Al sur se halla la calle de Hernán Cortés, vía de la que recuerdo una papelería de nombre "Cubero" en la que me solían preguntar si me comía el pegamento y donde gasté en su momento la intemerata en cuadernos, bolis BIC y más de un capricho, más arriba se ubicaba un cuartel donde siempre encontrabas un soldadito haciendo guardia y a la derecha, separando la salida de los autobuses de Agreda, dos restaurantes: el "Mesón del Carmen", que aún sigue en pié y la "Taberna Aragonesa"; también existía otra pastelería de viejo estilo-"Armisen"-, un convento de monjas del que guardo un recuerdo borroso y la mercería "Santa Rita", que regentaba una familia al completo: el padre y el hijo al mostrador, la madre zurciendo y la hija en la caja.
En dirección contraria, lo que ahora es César Augusto, era antes llamado General Sanjurjo y allí conocí la vieja sede de los Carmelitas, una papelería vetusta que regentaba un señor vetusto que vendía productos vetustos e incluso recuerdo un bar pequeñísimo con aroma a sardina y boquerones y una confitería que me suena se llamaba "Viena Calatayud" y atendía un individuo bajito de bigote y chaleco; en algún lugar se erigía una tienda de tejidos llamada "Montolío", una especie de mercería en que vendían más barato si el producto tenía tara.
En diagonal, dirigiendo el monumento hasta la Plaza Aragón, donde siempre ha dominado la estatua del mismísimo Juan de Lanuza, está la calle Canfranc, en la que continúa vivo y fuerte el que fuera mi primer colegio, "La Enseñanza", donde tantas veces me dirigí con cartera oscilante, bocadillo pequeño y zapatos "Gorila"; y me compraba el suizo y la chocolatina Nestlé en la actual pastelería "Canfranc", que entonces era mucho más pequeña y mucho más barata, a su lado estaba una papelería diminuta y que llamaba poco la atención y, por supuesto, "Los Sitios", que es uno de esos bares a los que no les parte un rayo, imagino que porque están bien gestionados.
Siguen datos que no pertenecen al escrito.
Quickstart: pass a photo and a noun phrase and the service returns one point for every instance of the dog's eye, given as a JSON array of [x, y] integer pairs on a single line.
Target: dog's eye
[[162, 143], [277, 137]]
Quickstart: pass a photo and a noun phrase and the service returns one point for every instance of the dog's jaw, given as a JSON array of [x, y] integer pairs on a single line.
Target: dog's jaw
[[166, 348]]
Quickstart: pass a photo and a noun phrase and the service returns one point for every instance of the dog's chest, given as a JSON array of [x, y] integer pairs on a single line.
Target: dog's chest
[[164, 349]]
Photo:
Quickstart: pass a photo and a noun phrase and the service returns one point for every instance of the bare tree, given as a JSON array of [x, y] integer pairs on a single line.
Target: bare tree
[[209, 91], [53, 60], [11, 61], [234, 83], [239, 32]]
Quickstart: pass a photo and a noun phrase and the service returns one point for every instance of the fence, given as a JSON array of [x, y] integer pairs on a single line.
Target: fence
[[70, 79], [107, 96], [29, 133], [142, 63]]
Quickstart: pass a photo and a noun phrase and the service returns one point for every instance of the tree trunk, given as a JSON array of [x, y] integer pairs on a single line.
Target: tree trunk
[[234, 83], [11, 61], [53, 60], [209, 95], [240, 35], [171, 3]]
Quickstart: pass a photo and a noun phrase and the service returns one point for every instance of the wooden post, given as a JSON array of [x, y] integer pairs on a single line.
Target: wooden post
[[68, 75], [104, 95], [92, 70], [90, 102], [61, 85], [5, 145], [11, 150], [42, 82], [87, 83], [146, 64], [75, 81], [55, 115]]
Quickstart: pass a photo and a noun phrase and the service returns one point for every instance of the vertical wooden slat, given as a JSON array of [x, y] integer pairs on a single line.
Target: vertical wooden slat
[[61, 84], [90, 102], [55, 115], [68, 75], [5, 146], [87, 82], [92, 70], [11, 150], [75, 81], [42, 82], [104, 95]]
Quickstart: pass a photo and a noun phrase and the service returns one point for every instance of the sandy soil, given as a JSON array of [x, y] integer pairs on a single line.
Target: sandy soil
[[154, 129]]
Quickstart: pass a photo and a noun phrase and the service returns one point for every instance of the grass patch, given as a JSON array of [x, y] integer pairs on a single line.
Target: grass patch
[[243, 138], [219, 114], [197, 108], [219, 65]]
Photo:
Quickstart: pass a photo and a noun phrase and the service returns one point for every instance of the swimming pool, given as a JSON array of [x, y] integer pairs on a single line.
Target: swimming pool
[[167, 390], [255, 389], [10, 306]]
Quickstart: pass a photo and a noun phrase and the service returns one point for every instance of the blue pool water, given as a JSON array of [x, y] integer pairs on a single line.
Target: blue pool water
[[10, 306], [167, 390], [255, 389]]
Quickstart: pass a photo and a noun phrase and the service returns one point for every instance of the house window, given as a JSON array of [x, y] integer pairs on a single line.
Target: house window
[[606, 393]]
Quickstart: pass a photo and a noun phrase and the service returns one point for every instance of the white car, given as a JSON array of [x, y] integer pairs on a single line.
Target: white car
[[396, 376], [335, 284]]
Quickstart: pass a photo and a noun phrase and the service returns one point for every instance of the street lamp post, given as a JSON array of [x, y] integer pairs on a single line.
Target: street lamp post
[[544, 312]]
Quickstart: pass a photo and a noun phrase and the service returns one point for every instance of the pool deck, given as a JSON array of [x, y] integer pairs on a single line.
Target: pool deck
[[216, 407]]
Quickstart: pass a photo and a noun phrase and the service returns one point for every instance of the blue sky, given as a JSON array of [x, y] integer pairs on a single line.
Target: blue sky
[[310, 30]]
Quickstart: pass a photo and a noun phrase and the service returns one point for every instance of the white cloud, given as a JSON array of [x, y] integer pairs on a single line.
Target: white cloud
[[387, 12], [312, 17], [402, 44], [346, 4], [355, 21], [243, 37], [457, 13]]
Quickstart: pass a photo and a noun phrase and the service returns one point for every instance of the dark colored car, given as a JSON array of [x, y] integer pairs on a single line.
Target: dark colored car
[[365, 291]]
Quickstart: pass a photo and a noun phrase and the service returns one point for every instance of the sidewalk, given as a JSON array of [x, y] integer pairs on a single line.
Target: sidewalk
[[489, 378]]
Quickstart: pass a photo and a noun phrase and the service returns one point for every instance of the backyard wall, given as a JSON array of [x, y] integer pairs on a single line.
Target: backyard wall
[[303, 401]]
Muchos establecimientos ya no están, los nombres de las calles no coinciden todos con los de ahora, las personas que rondaban por la Puerta del Carmen han ido partiendo a la otra vida, pero las piedras siguen firmes, resistiendo el paso del tiempo, los cambios de rumbo, los caprichos de los gobernantes y las vicisitudes de los ciudadanos. Cada vez que veo la Puerta del Carmen es como si el mundo se hubiera detenido, y hasta en un instante de evasión, en uno de esos momentos en que das cuerda a los sueños, vuelvo a ver las mismas personas y el mismo paisaje, a revivir los mismos sucesos, porque es posible que ella los conserve para que no muera el recuerdo.